Mukbang is a live online audiovisual broadcast in which a host eats large amounts of foods while interacting with their audience. Usually done through an internet webcast, mukbang became popular in South Korea in the 2010s. Foods ranging from pizza to noodles are consumed in front of a camera for an internet audience (who pay or not, depending on which platform one is watching). The word is a portmanteau of the Korean words for ‘eating’ (‘meokneun’) and ‘broadcast’ (‘bangsong’).

Some mukbangs involve eating large amounts of food rapidly, while others features hosts savoring small meals at a more normal pace. In 2018, the South Korean government announced that it would create and regulate mukbang guidelines by launching the ‘National Obesity Management Comprehensive Measures,’ which was intended to discourage binge eating.

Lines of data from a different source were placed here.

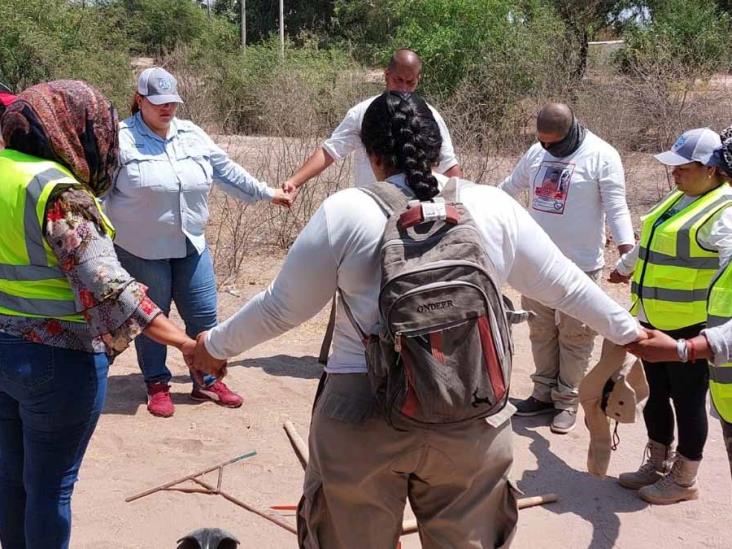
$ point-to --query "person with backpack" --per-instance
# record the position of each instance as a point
(414, 400)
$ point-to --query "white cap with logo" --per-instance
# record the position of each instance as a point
(158, 86)
(696, 145)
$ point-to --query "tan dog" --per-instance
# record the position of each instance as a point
(615, 389)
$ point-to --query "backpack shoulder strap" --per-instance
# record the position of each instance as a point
(388, 196)
(451, 190)
(328, 338)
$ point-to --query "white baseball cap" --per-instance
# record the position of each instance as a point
(158, 86)
(696, 145)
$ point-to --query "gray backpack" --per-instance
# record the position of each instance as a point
(443, 351)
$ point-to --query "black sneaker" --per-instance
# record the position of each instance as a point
(533, 407)
(564, 422)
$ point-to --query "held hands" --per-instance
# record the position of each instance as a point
(290, 189)
(282, 198)
(616, 278)
(655, 346)
(202, 361)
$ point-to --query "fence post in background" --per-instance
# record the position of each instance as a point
(282, 29)
(243, 23)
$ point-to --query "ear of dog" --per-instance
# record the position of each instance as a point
(208, 538)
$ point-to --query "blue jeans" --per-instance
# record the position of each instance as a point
(188, 281)
(50, 400)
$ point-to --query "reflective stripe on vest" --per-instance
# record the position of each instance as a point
(720, 312)
(673, 272)
(31, 282)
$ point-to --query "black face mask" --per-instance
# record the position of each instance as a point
(569, 143)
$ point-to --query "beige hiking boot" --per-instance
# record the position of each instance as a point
(658, 465)
(678, 485)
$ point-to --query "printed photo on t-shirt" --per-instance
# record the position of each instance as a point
(551, 187)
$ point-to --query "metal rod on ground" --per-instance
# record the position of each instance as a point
(300, 447)
(410, 526)
(246, 506)
(533, 501)
(189, 477)
(220, 479)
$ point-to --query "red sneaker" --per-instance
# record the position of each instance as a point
(159, 402)
(219, 393)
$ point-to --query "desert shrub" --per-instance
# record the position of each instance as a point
(304, 94)
(682, 36)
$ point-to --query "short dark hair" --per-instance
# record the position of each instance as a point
(400, 129)
(555, 118)
(401, 55)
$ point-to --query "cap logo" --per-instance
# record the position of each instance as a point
(679, 143)
(164, 84)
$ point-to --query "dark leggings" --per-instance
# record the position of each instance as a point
(685, 385)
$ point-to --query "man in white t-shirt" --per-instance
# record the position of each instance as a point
(576, 183)
(402, 74)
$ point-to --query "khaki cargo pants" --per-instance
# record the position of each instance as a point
(562, 347)
(362, 470)
(727, 435)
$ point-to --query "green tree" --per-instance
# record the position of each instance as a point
(158, 26)
(51, 39)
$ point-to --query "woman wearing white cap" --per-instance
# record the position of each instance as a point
(159, 207)
(684, 240)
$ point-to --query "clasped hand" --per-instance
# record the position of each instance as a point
(198, 358)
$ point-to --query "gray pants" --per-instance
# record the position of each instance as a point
(562, 347)
(362, 470)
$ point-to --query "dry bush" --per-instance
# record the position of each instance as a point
(292, 109)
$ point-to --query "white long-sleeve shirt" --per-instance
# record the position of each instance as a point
(346, 139)
(572, 197)
(720, 342)
(715, 234)
(339, 248)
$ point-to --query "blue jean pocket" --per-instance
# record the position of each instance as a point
(25, 364)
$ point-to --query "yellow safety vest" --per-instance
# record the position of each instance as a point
(31, 282)
(720, 311)
(673, 272)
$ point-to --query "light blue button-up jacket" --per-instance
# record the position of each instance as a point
(160, 194)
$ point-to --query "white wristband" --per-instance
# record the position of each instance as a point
(682, 350)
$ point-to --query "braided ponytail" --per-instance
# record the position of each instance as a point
(399, 128)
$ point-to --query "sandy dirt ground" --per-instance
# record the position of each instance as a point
(132, 451)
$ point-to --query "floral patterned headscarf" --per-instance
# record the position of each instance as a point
(70, 122)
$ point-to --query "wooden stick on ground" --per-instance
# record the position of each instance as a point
(246, 506)
(410, 526)
(189, 477)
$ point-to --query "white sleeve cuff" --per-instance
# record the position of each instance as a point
(209, 342)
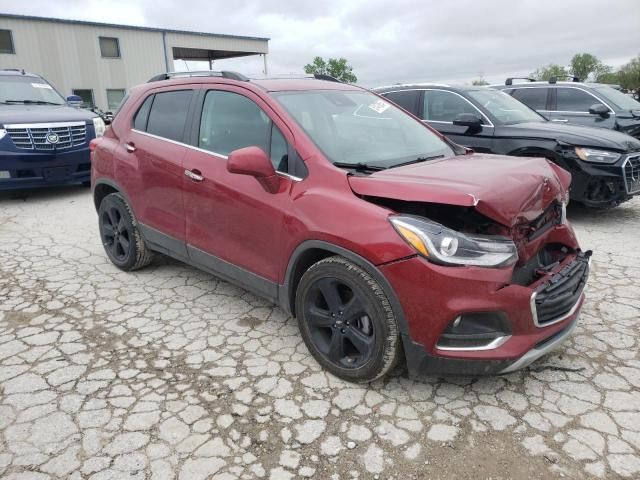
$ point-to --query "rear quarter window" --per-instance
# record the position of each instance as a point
(168, 114)
(142, 115)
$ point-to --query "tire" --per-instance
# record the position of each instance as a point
(120, 236)
(346, 321)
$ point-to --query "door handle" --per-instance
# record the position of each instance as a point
(194, 175)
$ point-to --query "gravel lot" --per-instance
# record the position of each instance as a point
(171, 373)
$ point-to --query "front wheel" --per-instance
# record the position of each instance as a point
(346, 320)
(120, 236)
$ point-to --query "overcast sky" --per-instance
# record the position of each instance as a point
(388, 41)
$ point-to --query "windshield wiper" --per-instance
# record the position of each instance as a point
(360, 167)
(417, 160)
(32, 102)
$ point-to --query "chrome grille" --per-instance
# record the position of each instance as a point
(34, 136)
(631, 169)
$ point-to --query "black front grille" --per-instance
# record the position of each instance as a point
(555, 299)
(36, 137)
(631, 169)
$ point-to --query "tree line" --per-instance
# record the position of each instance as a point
(588, 67)
(585, 66)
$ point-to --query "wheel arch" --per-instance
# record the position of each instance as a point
(104, 187)
(312, 251)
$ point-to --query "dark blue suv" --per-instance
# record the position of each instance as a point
(43, 140)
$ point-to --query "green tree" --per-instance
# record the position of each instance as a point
(338, 68)
(629, 75)
(585, 64)
(548, 71)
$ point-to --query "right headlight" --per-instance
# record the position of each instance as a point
(597, 156)
(445, 246)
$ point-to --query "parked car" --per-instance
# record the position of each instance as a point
(605, 165)
(590, 104)
(43, 141)
(384, 239)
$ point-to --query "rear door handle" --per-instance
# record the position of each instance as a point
(194, 175)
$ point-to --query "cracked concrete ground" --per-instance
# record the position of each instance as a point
(171, 373)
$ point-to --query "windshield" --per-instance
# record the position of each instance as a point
(620, 100)
(361, 128)
(504, 107)
(23, 89)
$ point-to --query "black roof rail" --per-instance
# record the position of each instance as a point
(554, 79)
(509, 81)
(324, 76)
(200, 73)
(20, 70)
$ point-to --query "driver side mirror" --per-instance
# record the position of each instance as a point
(599, 109)
(468, 120)
(74, 100)
(253, 161)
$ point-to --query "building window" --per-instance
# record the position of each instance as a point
(114, 98)
(109, 47)
(86, 95)
(6, 42)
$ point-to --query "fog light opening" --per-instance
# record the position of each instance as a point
(475, 331)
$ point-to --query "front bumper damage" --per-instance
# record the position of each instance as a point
(529, 336)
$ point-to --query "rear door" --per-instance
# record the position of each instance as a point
(233, 224)
(571, 105)
(156, 145)
(440, 107)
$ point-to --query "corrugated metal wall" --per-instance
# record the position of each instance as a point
(68, 55)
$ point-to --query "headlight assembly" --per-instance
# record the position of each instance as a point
(442, 245)
(99, 126)
(597, 156)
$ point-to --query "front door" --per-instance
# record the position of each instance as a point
(233, 224)
(440, 108)
(571, 105)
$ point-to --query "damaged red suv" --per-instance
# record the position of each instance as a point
(385, 240)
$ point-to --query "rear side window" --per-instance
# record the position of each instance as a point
(140, 120)
(535, 98)
(231, 121)
(407, 99)
(168, 114)
(574, 100)
(442, 106)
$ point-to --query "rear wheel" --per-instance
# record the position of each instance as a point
(120, 236)
(346, 320)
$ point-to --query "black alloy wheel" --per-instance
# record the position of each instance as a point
(115, 236)
(340, 326)
(346, 320)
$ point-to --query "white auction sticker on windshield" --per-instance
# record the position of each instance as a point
(379, 106)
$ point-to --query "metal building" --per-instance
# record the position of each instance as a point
(101, 61)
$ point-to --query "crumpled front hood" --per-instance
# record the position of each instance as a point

Korea has formed a food culture based on traditional health discussions and strict etiquette. Recently, however, the emergence of the dominant food culture in Korea and an Internet eating culture that deviates from the traditional identity has drawn attention. First introduced on real-time Internet TV, it now has become a trend in cable channels as well as terrestrial broadcasting.

A newer variant of mukbang called Cookbang focuses on the attractiveness of the person who makes food. South Korean video game players have sometimes broadcast mukbang as breaks during their gaming streams. The popularity of this practice among local users led the video game streaming service Twitch.tv to begin trialing a dedicated ‘Social eating’ category in 2016.

‘The Economist’ once reported that Korean eating shows are popular because of their widespread anxiety and unhappiness in Koreans due to the long-term economic slump. Jeff Yang, an Asian-American cultural critic and senior vice president of the global research firm Kantar Futures, said that mukbang had its origins in ‘the loneliness of unmarried or uncoupled South Koreans, in addition to the inherently social aspect of eating in South Korea.’